VLIJMSCHERPE INSPECTIE.
Schweitzers veroordeling is vooral tekenend voor een verscherpt bewustzijn van de manier waarop arbeidsrechtelijke regels worden nageleefd. “Voordien leefde het gevoel dat de wetgeving een papieren tijger was. Dat is nu voorbij,” weet Filip Tilleman. “De Renault-zaak typeert een evolutie die we hebben zien aankomen. We krijgen veel meer te maken met sociaal strafrecht, met vervolgingen voor correctionele rechtbanken.”
Voor Carl Bevernage is het zonneklaar dat de uitspraak van de Brusselse rechtbank sociaal-politiek is gekleurd alsook dat Schweitzer, ondanks zijn veroordeling, steeds te goeder trouw gehandeld heeft. Dezelfde procedure leverde tevoren trouwens nooit juridische problemen op. Ook de chronologie van de feiten die aan de beruchte aankondiging van de sluiting voorafgingen is sprekend – bijna gelijktijdig met de ondernemingsraad en met de pers. Precies dat werd Schweitzer kwalijk genomen.
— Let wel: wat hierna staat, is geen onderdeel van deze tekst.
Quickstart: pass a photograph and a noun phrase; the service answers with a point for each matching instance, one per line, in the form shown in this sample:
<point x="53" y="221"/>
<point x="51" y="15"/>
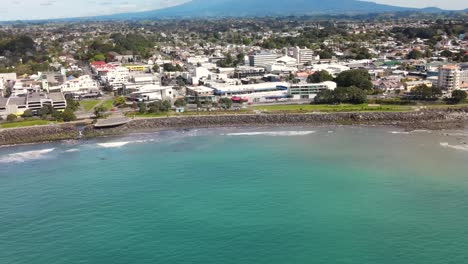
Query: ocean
<point x="331" y="195"/>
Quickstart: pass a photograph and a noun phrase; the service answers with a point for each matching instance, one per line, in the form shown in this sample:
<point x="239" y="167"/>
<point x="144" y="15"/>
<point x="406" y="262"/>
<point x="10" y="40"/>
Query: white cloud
<point x="44" y="9"/>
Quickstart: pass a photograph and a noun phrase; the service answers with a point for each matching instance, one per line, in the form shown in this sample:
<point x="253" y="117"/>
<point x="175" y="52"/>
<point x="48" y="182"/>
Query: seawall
<point x="444" y="119"/>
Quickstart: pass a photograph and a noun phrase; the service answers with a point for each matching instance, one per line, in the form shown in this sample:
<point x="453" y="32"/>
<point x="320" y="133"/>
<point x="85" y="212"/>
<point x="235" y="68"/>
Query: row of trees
<point x="358" y="78"/>
<point x="154" y="108"/>
<point x="349" y="95"/>
<point x="47" y="112"/>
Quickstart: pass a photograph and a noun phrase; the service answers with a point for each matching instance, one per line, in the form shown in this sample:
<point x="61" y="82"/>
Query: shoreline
<point x="448" y="119"/>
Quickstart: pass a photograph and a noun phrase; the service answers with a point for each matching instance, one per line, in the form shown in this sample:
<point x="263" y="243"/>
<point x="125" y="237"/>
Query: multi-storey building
<point x="304" y="56"/>
<point x="309" y="90"/>
<point x="262" y="59"/>
<point x="449" y="77"/>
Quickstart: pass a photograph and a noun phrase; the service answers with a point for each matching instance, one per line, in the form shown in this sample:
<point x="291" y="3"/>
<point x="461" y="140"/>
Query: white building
<point x="5" y="80"/>
<point x="136" y="82"/>
<point x="449" y="77"/>
<point x="118" y="76"/>
<point x="309" y="90"/>
<point x="262" y="59"/>
<point x="333" y="69"/>
<point x="81" y="85"/>
<point x="304" y="56"/>
<point x="261" y="92"/>
<point x="151" y="93"/>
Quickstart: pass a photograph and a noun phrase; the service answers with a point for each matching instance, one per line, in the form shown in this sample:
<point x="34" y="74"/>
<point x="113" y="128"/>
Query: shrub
<point x="11" y="117"/>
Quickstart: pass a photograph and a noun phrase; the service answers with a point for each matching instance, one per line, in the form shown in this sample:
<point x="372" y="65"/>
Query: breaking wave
<point x="457" y="147"/>
<point x="72" y="150"/>
<point x="113" y="144"/>
<point x="400" y="133"/>
<point x="25" y="156"/>
<point x="273" y="134"/>
<point x="122" y="143"/>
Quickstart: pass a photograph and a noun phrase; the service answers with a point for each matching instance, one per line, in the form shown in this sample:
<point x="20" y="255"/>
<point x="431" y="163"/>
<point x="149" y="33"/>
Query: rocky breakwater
<point x="409" y="120"/>
<point x="27" y="135"/>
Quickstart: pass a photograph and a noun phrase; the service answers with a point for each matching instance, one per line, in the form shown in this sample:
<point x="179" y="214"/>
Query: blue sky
<point x="40" y="9"/>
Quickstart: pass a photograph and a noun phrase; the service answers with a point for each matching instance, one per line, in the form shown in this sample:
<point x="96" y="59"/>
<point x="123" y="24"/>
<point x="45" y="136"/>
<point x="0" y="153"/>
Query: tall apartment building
<point x="262" y="59"/>
<point x="303" y="56"/>
<point x="449" y="77"/>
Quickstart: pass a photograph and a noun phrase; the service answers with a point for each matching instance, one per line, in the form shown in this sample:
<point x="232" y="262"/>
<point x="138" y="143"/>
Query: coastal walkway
<point x="111" y="122"/>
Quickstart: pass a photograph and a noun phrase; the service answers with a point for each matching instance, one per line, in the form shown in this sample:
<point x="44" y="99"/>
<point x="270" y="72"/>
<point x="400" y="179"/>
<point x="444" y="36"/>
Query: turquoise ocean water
<point x="310" y="195"/>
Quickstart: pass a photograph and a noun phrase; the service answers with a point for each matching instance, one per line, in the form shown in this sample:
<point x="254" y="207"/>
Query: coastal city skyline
<point x="233" y="132"/>
<point x="44" y="9"/>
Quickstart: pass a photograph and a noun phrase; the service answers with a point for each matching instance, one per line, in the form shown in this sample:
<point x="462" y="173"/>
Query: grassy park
<point x="26" y="123"/>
Door zijn aandeelhouder, de Franse staat, werd de Renault-PDG naar Dehaene gestuurd om hem te informeren. De premier verwees door naar de Vlaamse minister-president, die Schweitzer dan weer sommeerde om open kaart te spelen “naar het publiek toe”. Dit alles zette de PDG klem: het stuurde zijn timing in de war van informatie van de werknemers (gepland voor een maand later), gevolgd door de publieke bekendmaking. Zo men wil werd hij getackeld door de Belgische politiek.
Inmiddels toonde Karel Gacoms van de socialistische metaalvakbond zich tevreden over het feit dat de vakbond werd erkend als burgerlijke partij. Maar het lachen zou hem nog kunnen vergaan. Alleen al de symbolische schadevergoeding bijvoorbeeld kan nare gevolgen hebben. Welke directeur wil nog een sociaal plan onderhandelen als hij ‘s anderendaags voor het gerecht kan worden gesleept met een schadeclaim? Als het proces-Schweitzer school maakt, legt het een tijdbom onder de vakbonden. En het sociaal overlegmodel.